- 19.10.2015 00:00
Dil eğitimi için bir süreliğine Amerika’ya geldim. Okulum Beyaz Saray’a 200 metre mesafede. Bu okulu açarak Bahçeşehir Üniversitesi gerçekten olağanüstü bir iş yapmış. Başta Enver Yücel olmak üzere tüm yöneticileri kutlamak gerekiyor.
Amerika’da konuştuğum pek çok insan Türkiye’yi merak ediyor.
En çok karşılaştığım soru 1 Kasım’da yapılacak seçim sonuçları. Onlara bu köşede yazdıklarımı, ekranlarda söylediklerimi tekrar ediyorum.
Seçimden 7 Haziran’a benzer sonuç çıkacağını; koalisyonun tek seçenek olmasına rağmen kurulmasının Erdoğan faktörü nedeniyle bir kez daha zor olacağını ifade ediyorum.
Ben, bana Türkiye’yi soranlara Amerika’nın Türkiye’ye bakışını soruyorum.
Anlatılardan çıkardıklarım şöyle: Türkiye-ABD ilişkileri tarihin belki de en zayıf döneminde. İlişkiler en alt düzeyde. En son Başbakan Davutoğlu’nun ziyaretinde bu durum net biçimde ortaya çıkmış.
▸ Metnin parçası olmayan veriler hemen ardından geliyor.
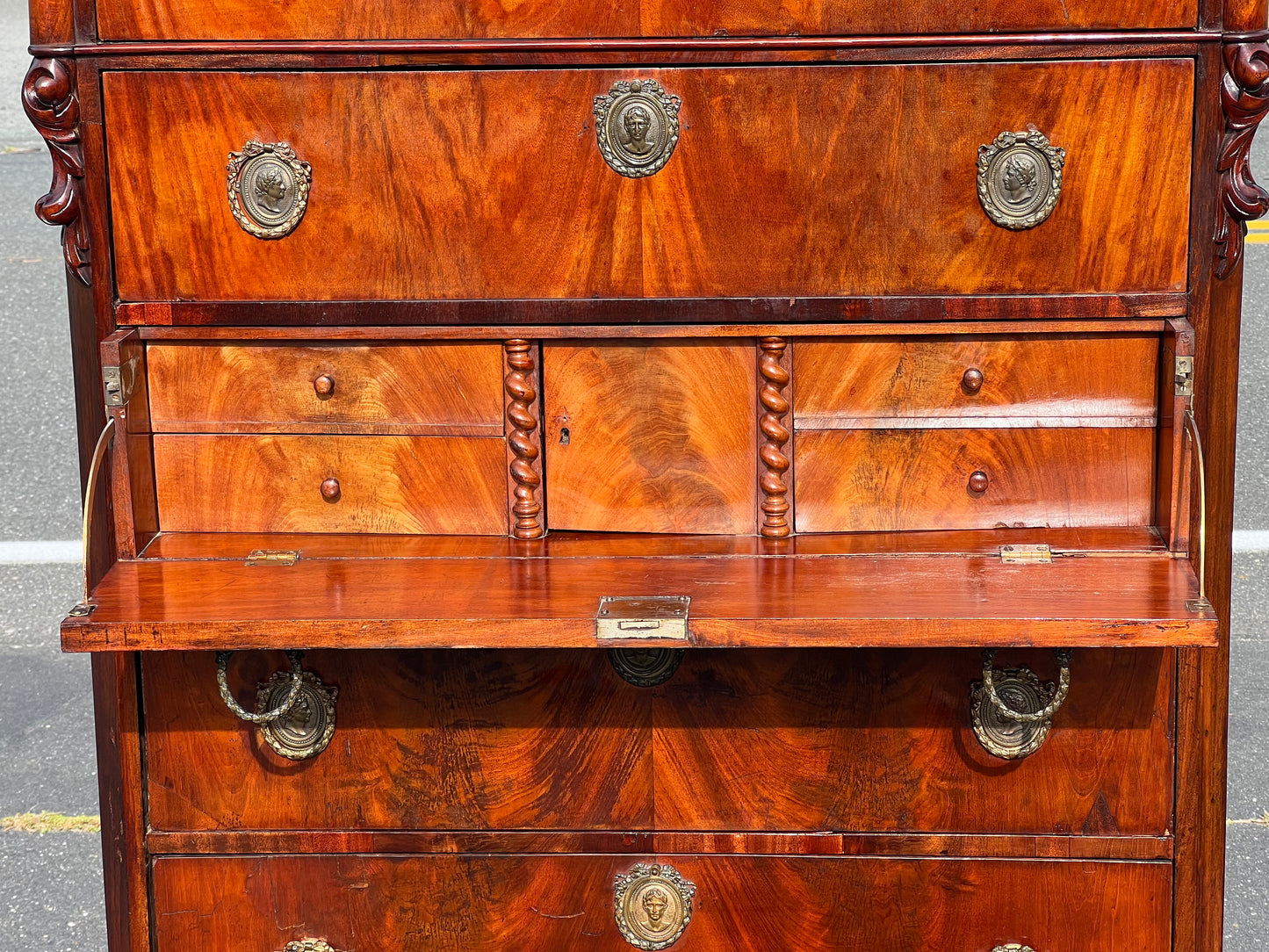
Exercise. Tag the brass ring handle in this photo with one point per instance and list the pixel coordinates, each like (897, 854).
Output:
(282, 710)
(94, 471)
(1004, 710)
(1201, 603)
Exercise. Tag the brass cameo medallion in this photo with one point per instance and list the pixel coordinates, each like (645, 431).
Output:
(1020, 179)
(638, 125)
(268, 188)
(653, 905)
(1023, 692)
(308, 724)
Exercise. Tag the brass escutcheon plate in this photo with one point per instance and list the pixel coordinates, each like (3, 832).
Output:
(307, 727)
(638, 125)
(653, 904)
(1024, 692)
(268, 188)
(1020, 179)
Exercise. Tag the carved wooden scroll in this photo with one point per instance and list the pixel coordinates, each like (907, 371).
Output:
(773, 435)
(1245, 100)
(523, 438)
(51, 105)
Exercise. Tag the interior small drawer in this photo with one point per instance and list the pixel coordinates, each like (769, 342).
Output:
(452, 387)
(912, 480)
(496, 903)
(1026, 379)
(237, 482)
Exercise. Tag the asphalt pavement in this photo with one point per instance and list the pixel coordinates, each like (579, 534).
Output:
(51, 883)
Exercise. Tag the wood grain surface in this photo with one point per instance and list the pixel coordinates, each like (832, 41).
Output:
(844, 384)
(895, 480)
(386, 484)
(761, 197)
(660, 438)
(853, 741)
(384, 903)
(756, 601)
(468, 740)
(344, 19)
(442, 387)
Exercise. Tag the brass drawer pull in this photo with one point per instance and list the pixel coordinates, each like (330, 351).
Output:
(638, 126)
(1020, 178)
(294, 711)
(645, 667)
(653, 905)
(268, 188)
(995, 702)
(285, 704)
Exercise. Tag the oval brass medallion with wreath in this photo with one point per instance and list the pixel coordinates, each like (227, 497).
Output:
(268, 188)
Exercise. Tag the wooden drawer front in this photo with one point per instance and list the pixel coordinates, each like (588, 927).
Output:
(401, 19)
(466, 740)
(496, 903)
(786, 182)
(386, 484)
(1018, 381)
(659, 438)
(738, 740)
(418, 388)
(896, 480)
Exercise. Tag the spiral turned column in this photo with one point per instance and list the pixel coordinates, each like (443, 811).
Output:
(773, 436)
(523, 438)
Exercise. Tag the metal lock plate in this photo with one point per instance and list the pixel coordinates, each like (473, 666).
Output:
(271, 556)
(119, 382)
(1184, 376)
(642, 617)
(1026, 555)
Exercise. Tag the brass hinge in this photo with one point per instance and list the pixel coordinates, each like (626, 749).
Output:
(271, 556)
(1184, 376)
(642, 617)
(1026, 555)
(119, 381)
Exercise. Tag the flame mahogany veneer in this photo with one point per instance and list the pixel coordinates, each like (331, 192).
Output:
(797, 375)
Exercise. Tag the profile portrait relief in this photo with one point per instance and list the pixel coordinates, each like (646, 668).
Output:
(270, 190)
(1020, 179)
(636, 122)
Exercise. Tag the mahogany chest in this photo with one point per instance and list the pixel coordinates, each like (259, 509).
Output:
(699, 475)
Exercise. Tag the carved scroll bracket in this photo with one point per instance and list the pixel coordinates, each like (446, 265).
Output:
(1245, 100)
(523, 439)
(51, 103)
(773, 436)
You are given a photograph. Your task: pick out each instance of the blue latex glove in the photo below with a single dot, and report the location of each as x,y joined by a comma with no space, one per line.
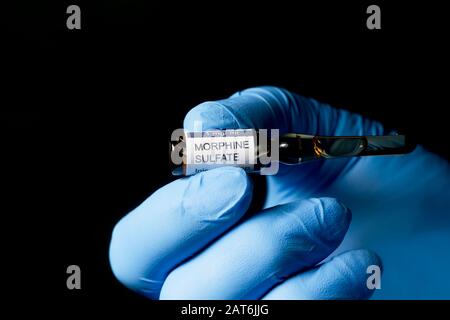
188,241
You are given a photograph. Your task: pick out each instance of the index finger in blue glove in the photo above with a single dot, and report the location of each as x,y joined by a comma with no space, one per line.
343,277
174,223
271,107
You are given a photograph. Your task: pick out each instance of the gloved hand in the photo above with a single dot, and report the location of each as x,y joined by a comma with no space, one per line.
192,238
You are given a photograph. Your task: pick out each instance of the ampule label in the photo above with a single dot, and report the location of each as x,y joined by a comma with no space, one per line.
209,149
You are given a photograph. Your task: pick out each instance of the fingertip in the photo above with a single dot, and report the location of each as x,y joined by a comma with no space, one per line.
209,115
328,218
219,194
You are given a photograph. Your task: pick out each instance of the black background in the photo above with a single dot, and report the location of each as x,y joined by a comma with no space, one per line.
87,113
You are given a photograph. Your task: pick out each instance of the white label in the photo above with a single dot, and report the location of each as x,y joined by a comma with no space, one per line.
210,149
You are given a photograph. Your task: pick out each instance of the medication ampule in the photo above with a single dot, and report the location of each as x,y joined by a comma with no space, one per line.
252,149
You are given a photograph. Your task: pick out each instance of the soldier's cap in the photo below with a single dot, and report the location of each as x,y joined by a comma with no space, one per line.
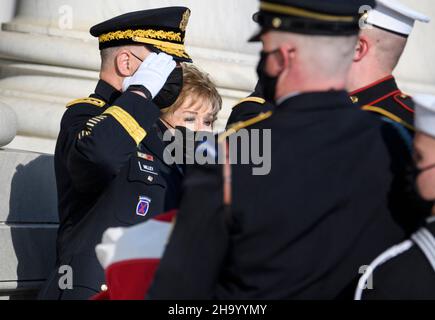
161,30
395,17
312,17
425,114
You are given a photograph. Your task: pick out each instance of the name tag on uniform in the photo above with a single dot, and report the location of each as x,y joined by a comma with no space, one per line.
147,169
145,156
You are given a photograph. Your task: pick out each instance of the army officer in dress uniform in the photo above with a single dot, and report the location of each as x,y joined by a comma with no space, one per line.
305,230
109,156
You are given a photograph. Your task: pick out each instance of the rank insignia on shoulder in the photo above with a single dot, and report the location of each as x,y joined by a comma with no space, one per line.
92,101
145,156
251,99
143,206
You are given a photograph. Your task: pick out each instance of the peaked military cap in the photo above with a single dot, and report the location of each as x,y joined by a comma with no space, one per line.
395,17
316,17
162,30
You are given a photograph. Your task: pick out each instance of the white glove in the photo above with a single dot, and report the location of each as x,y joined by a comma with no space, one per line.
152,73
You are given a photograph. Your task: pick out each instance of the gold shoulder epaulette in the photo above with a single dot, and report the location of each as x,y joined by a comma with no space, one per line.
93,101
388,115
244,124
251,99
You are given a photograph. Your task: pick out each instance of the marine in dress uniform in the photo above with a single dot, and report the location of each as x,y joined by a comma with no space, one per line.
383,97
249,107
407,270
304,230
109,157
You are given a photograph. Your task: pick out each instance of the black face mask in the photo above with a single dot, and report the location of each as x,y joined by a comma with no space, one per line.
267,82
171,90
190,140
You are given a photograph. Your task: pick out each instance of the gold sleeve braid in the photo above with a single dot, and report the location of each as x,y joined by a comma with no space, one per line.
135,131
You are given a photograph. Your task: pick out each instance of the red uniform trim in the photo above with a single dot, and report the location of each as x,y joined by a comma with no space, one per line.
396,98
384,97
371,85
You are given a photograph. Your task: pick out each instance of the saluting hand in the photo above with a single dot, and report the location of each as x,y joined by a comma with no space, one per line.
152,73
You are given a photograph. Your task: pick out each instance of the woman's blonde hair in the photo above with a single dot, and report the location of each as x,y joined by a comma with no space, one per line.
197,83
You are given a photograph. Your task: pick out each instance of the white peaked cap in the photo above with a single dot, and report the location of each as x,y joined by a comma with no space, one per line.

Amerika’nın son dönemde özellikle basına yönelik baskılar, gazetecilerin soruşturulması, gözaltına alınması hatta dövülmesinden çok rahatsız olduğu açık açık ifade ediliyor.
BASIN ÖZGÜRLÜĞÜ ESASTIR
Son olarak özel sektöre ait digital platformların hukuki bir gerekçe olmadan Erdoğan ve AKP’ye muhalif olan kanalları susturması, hatta bir adım ileri gidilerek bu kanalların devlet tarafından olası bir kapatma girişimi ile karşı karşıya kalması burada endişe ile izleniyor.
Bütün bu endişelere, eleştirilere rağmen ABD’nin Türkiye’ye yaklaşımı uluslararası ilişkilerin gerçeği olan “ulusal çıkarlar”ın galebe çaldığı da bir pozisyona tekabül ediyor.
Kabul edelim ki, bu sadece ABD açısından değil tüm uluslararası ilişkilerde geçerli. Bunun son örneğini Almanya Başbakanı Angela Merkel’in Türkiye ziyaretinde görüyor.
Merkel’in ziyaret öncesi medyaya yansıyan özellikle Suriyeli mültecilerin durumuyla ilgili haberler bunun en açık örneği. Sızan haberlere göre Merkel Suriyeli mültecilerin Avrupa’ya akışını kesmek, onları Türkiye’de tutmak için AB’de her platformda eleştirilen Erdoğan ve AKP hükümetine 3 milyar EURO yardım önerilmiş ancak bu miktar Erdoğan tarafından az bulunmuş.
ÇIKARA FEDA EDİLEN İNSANLIK
Sadece Almanya’da değil AB’nin pek çok ülkesinde Türkiye’de yaşanan anti-demokratik gidiş, otoriterleşme eleştiriliyor. Örneğin Almanya’da muhalefet Merkel’in Türkiye’ye ziyaretini iptal etmesini istiyordu.
Fransa’da, İngiltere’de de Türkiye’ye bakış konusunda ciddi eleştiri ve endişeler ifade ediliyor ama bu tepkiler, uluslararası ilişkilerdeki ulusal çıkar karşısında çaresiz kalıyor.
Türkiye’nin Suriye’deki pozisyonu için pazarlanan ‘değerli’ yalnızlık Merkel’in 3 milyar EURO’suna satılıyor. Suriyeli mülteciler yani insanlık, ulusal çıkarlara feda ediliyor.
Onun içindir ki, insanlığın, insani değerleri kurtaracak olan ulus-devletlerin bağımsızlıkları değil onları sınırlamaya çalışan sivil toplumdur, devleti sınırlamayı hedefleyen toplumsal siyasettir.